The 2020 electorate looks likely to resemble the 2018 electorate, powered by the same coalition that won the House of Representatives for Democrats: African Americans, suburban moderates, and college-educated voters—especially women. But Sanders did identify and motivate one key constituency that has eluded Democrats since Obama’s last campaign in 2012: younger Latino voters, especially men. It’s doubtful those young Latino men are the online hecklers. Much more probable, they belong to the category of the politically disengaged—and Sanders somehow engaged them. How did he do it? That’s worth close study. But one stance that might have particularly appealed to these and other young voters was his position on college debt.

The University of North Carolina has historically been one of the nation’s most affordable four-year state universities. In 1982, the year I graduated from college, tuition at UNC cost $436 for in-state students, $2,260 for out of state, plus $256 in compulsory student fees. From 1982 to 2017, those costs would rise by 1,600 percent: $6,882 for in-state tuition; $31,963 for out-of-state students; plus almost $2,000 of compulsory fees.

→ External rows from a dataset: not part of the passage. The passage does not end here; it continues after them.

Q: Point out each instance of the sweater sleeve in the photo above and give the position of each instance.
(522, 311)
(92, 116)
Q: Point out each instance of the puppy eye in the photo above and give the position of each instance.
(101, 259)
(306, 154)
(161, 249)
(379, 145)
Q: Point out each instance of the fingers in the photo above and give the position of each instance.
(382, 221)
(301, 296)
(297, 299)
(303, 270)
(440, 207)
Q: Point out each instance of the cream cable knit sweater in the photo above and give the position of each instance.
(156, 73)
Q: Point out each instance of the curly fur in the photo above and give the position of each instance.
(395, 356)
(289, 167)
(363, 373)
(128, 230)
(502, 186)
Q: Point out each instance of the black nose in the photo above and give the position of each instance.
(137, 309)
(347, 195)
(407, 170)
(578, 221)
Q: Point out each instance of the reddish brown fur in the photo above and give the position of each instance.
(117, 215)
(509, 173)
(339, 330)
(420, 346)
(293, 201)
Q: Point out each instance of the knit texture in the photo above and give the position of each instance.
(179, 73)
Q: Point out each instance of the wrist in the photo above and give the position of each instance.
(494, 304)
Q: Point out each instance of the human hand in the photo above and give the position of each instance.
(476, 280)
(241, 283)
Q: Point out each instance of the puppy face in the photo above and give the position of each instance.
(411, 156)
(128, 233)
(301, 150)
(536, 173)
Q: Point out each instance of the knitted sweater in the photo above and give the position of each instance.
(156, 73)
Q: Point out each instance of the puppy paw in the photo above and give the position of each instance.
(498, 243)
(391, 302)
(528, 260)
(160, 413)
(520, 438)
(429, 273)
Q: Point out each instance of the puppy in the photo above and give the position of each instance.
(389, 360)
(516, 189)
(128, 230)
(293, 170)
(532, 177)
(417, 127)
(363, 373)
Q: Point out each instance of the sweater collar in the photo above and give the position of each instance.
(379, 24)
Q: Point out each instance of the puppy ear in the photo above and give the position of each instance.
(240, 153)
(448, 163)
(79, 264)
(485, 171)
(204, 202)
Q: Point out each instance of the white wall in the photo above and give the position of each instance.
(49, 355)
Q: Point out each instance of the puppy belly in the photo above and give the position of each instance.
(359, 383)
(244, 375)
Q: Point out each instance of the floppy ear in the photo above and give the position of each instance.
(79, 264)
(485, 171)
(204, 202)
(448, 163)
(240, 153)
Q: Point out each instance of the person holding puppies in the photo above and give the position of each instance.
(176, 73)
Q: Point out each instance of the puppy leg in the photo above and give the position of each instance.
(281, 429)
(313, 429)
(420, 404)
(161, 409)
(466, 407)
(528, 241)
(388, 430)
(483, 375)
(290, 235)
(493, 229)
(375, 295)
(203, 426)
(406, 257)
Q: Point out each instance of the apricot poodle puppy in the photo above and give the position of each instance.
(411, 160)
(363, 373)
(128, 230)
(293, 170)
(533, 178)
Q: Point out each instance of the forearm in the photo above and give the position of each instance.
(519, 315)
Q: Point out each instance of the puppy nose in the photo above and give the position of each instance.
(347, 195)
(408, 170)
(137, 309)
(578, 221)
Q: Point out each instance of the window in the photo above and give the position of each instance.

A college degree is even more indispensable to entry into the middle class now than it was 30 years ago—and it has been priced ever further out of the reach of those seeking that entry. For young Latinos, many of them the first in their families to attend college, this barrier looms, especially daunting and upsetting. Universal debt forgiveness, regardless of need, seems the wrong answer. But Biden’s current college program is wholly inadequate. It offers some lower-cost loans and grants to people who may start college in the future. It does not address the cost of four-year college or the debt burdens of recent graduates. Biden can’t steal Sanders’s idea here; there isn’t an idea to steal. But he can steal his insight into the most urgent source of frustration for many young people: the debt peonage into which they are forced.

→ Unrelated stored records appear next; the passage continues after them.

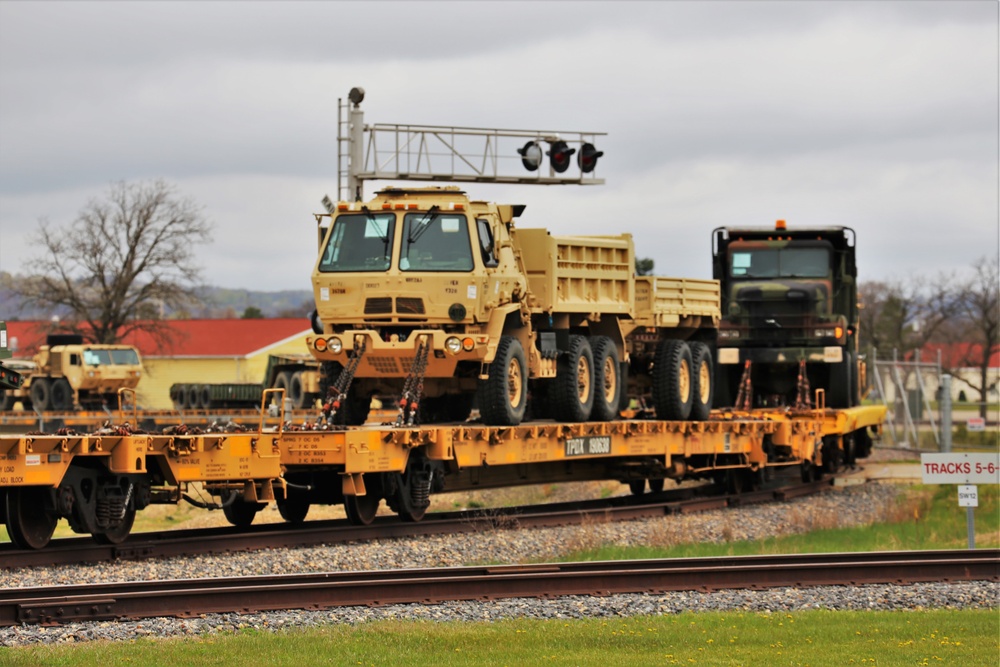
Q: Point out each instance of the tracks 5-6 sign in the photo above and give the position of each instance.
(960, 468)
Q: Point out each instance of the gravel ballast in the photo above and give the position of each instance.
(850, 506)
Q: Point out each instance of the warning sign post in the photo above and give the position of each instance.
(965, 470)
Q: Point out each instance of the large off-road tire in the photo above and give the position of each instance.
(40, 394)
(574, 383)
(702, 381)
(672, 390)
(504, 394)
(608, 385)
(61, 395)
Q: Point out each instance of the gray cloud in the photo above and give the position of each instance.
(878, 115)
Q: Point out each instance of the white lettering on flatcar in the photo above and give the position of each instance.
(587, 445)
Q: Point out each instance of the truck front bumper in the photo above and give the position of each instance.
(831, 354)
(395, 358)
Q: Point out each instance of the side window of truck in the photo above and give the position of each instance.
(486, 246)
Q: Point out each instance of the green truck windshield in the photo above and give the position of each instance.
(786, 262)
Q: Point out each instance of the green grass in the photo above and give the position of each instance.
(925, 517)
(929, 637)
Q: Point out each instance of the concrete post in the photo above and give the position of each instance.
(945, 405)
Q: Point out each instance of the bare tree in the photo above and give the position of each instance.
(906, 315)
(980, 306)
(121, 263)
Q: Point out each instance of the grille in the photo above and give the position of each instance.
(382, 304)
(409, 306)
(384, 365)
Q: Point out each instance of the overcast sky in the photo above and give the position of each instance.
(881, 116)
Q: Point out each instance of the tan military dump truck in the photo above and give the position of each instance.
(427, 295)
(68, 374)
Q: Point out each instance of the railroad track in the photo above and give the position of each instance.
(229, 539)
(185, 598)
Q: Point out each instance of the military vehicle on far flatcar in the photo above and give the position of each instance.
(789, 316)
(67, 374)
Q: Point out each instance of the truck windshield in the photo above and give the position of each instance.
(97, 357)
(787, 262)
(359, 242)
(126, 357)
(434, 241)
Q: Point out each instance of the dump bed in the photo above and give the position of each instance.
(664, 302)
(578, 274)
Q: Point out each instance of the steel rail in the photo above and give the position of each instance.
(191, 542)
(184, 598)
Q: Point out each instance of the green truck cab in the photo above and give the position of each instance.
(789, 303)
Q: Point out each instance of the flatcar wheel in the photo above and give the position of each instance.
(293, 509)
(28, 524)
(240, 513)
(361, 510)
(413, 515)
(810, 472)
(119, 533)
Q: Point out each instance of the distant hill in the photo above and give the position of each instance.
(214, 302)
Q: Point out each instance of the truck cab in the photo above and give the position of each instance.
(413, 265)
(789, 302)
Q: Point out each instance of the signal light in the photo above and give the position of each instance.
(587, 158)
(531, 155)
(559, 155)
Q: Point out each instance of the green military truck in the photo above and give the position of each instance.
(9, 378)
(297, 374)
(789, 304)
(68, 374)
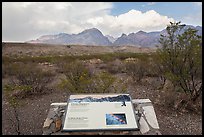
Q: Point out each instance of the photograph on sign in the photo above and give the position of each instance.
(100, 112)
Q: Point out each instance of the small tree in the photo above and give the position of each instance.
(181, 59)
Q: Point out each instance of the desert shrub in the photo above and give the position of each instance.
(137, 70)
(80, 80)
(181, 59)
(77, 79)
(29, 80)
(102, 82)
(116, 66)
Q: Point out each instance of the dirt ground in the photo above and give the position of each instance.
(34, 110)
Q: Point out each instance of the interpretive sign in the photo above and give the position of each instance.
(100, 112)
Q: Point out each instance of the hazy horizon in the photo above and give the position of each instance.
(23, 21)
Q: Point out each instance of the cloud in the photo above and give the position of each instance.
(197, 4)
(151, 3)
(131, 21)
(25, 21)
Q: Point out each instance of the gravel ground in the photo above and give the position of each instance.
(34, 112)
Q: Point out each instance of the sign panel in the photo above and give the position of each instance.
(100, 112)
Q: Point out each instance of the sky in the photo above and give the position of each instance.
(24, 21)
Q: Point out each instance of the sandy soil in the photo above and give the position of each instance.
(34, 110)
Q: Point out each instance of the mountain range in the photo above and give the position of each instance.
(94, 36)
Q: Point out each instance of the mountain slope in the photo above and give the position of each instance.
(87, 37)
(95, 37)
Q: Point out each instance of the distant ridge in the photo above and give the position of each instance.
(95, 37)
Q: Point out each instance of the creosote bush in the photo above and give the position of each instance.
(28, 80)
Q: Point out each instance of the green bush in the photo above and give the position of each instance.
(181, 59)
(28, 80)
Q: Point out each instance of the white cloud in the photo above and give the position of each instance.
(151, 3)
(131, 21)
(197, 4)
(26, 21)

Here’s the core of the college-education problem: Over the past generation, states have diverted funding away from transportation and higher education to prisons and Medicaid. (The complex trend was explored by Inside Higher Ed in 2015 in a series of charts.) That redirection of state funds has shifted costs from taxpayers to students. In response, the federal government and the private sector have encouraged students to borrow to pay their tuition costs. Student debt has replaced state spending. State spending has shrunk in large part because health-care costs have surged. More and cheaper debt will not remedy the problem, which will continue to get worse as health-care costs rise. Only health-care cost discipline can save the promise of higher education. (I have a lot more to say about all this in a forthcoming book, but that’s the gist.)

So here is another true Sanders insight. The linkage between price inflation in health care and price inflation at colleges is strong. The latter is another symptom of the former. “Medicare for All” is a slogan, not an idea. But if Sanders did not and could not offer an answer, he intuited a grievance. A more responsible politician can hold many of Sanders’s voters by seizing Sanders’s best intuitions, divorcing them from his socialist mumbo jumbo, and offering workable ideas more ambitious than those heard from the Biden campaign to date.

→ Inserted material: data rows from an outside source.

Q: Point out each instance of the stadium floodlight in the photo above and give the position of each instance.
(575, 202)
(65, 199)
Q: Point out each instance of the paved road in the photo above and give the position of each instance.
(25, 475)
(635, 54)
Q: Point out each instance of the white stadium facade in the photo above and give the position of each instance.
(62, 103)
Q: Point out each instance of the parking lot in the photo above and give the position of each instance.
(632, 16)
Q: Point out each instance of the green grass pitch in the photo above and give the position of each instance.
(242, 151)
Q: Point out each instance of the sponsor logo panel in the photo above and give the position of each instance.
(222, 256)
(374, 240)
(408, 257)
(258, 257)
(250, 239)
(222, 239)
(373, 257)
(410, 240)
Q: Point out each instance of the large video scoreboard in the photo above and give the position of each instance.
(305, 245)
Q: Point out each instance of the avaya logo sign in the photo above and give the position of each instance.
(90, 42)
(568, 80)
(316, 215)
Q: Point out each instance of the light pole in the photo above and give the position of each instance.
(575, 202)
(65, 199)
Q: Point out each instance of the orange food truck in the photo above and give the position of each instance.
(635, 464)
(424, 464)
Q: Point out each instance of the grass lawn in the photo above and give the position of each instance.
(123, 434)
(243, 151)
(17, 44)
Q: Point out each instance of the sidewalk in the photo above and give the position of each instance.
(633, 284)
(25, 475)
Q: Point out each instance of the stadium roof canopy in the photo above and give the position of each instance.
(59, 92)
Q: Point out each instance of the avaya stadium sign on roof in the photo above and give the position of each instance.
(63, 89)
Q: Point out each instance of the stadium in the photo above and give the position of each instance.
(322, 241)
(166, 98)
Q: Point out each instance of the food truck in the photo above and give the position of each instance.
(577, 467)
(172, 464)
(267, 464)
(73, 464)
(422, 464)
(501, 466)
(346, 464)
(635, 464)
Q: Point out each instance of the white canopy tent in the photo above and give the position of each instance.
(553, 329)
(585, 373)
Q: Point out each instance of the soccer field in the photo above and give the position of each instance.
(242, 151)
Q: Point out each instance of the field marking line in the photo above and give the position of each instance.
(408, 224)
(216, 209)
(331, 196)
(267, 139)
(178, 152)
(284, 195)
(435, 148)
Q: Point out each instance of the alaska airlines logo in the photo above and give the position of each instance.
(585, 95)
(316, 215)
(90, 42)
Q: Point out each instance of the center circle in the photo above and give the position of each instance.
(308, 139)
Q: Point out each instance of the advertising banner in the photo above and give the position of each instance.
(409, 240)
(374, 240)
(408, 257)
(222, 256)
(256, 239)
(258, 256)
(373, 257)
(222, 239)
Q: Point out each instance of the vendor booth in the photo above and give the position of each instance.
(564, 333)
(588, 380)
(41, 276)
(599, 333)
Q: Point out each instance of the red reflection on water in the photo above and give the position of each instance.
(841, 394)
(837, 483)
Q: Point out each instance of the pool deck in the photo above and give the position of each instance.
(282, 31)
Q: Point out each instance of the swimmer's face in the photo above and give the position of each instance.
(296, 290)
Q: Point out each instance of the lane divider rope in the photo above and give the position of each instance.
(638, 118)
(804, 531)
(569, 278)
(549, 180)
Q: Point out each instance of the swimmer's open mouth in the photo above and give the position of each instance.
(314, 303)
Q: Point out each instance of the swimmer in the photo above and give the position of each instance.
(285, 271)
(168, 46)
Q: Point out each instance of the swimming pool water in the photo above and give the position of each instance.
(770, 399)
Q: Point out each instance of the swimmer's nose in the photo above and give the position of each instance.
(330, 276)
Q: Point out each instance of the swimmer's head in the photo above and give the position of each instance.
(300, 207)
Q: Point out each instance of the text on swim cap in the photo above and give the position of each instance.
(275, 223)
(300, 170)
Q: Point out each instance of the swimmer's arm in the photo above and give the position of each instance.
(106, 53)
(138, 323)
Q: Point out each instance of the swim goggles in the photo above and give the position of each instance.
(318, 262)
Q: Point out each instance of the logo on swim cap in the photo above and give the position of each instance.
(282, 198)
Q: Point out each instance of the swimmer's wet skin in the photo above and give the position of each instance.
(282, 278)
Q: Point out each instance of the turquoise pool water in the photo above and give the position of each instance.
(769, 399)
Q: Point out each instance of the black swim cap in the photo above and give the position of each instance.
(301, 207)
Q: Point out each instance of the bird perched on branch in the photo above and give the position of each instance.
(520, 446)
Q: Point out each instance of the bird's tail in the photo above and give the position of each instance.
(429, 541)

As with Trump and immigration, so with Sanders on college: Demagogues don’t become demagogues by talking about things people don’t care about. They talk about things people do care about—things that more responsible politicians have failed to address. Democrats on Super Tuesday successfully did what Republicans failed to do in 2016: check the rise of their extremist candidate. But they will not have won until they hear and heed the warning in his message, and deprive him of his power by responding more responsibly to the grievances he prophetically identified.